こうして4人はなんとか当座の危機を脱することができた。
部屋の上部はかなり広く、下を見下ろせるように豪華な椅子が並べられていた。
しかしそんな周辺の作りを見分するよりも先に、クラマは指示を出す。
「レイフ、水を出して! ひとつ残して全部! パフィーは詠唱を。あれを使うよ」
「ま、待ってくださいクラマ。先に手当を」
クラマは肩を刺されている。
しかもこれは汚物にまみれた爪トカゲの爪なので、解毒もしなければならない。
しかしクラマは首を振ってそれを否定した。
「あいつらがこの下で固まってる今がチャンスなんだ」
と、クラマは下にいる爪トカゲの群れを指す。
すぐ下では、あと一歩のところで獲物を取り逃した爪トカゲの群れが、恨めしそうに頭上のクラマ達を見上げていた。
イエニアもそう言われては、クラマを信じるしかない。
パフィーは既に詠唱を始めている。
「オクシオ・ヴェウィデイー……ボース・ユドゥノ・ドゥヴァエ・イートウ」
パフィーの胸当てが淡く輝く。
そこへレイフが荷袋から水を取り出した。
「イエニア、下の連中に水をぶちまけて」
イエニアは怪訝な顔をしつつも、クラマに言われた通りに水袋に入った水をばら撒いた。
下にいる爪トカゲ達と、その床下が水浸しになる。
クラマはそこへ、先端に鉤爪を取り付けた鞭を振るう!
鉤爪は手前にいた爪トカゲの背中に突き刺さり、刺されたトカゲはギィッと鳴き声をあげた。
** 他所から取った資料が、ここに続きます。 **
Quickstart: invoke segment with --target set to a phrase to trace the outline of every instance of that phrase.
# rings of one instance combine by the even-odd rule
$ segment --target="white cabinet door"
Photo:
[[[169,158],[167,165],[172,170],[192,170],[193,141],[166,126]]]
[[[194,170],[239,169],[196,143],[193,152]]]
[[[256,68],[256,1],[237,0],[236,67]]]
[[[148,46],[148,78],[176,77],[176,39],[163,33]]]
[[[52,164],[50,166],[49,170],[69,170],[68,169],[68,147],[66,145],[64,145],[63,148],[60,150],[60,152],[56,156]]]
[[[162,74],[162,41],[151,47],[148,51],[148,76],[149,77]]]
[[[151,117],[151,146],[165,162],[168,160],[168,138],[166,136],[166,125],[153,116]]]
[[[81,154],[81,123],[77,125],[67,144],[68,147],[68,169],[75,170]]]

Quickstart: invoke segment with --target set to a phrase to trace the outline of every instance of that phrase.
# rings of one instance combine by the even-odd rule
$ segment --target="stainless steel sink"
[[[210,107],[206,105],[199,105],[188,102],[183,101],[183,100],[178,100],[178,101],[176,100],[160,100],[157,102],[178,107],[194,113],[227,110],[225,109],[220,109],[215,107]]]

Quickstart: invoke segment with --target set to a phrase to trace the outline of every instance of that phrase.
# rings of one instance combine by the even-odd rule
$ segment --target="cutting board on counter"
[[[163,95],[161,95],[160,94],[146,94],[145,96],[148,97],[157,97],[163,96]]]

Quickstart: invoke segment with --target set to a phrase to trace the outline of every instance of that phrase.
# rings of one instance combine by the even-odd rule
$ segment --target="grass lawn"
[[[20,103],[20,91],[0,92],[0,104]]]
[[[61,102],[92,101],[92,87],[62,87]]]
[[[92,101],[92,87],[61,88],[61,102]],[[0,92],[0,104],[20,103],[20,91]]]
「ここにはない、どこかの光。あるはずなのに、だれも知らない、世界のひみつ。今だけ顔を覗かせて。自然の中の、4つの力の、そのひとつ」
パフィーが両手を前に差し出す。
それに合わせてクラマは銀の鞭の根本をパフィーの手の前に合わせた。
そうして、パフィーの詠唱が完成する。
「さあ、4つめの扉を開きましょう。――ディスチャージ!」
> パフィー心量:429 → 404/500(-25)
パッ、と下で光が散った。
火花と言うには大きな瞬きが、部屋を満たす。
それと同時に不快な音が鳴り響いた。
――ヂィィィイッ!!
突然のことに驚いて耳をふさいだイエニアとレイフ。
それはほんの一瞬の出来事で、すぐに収まった。
イエニア達は恐る恐る下を覗き込む。
……そこには折り重なるように倒れて、痙攣する爪トカゲ達の姿があった。
電撃。
クラマが火炎放射の代わりにパフィーへ魔法具の設定を頼んだのが、これであった。
パフィーは電気を知っていたが、この世界では電気の存在を知る者は少ない。この世界には雲がなく雨も降らず、雷が存在しないからだ。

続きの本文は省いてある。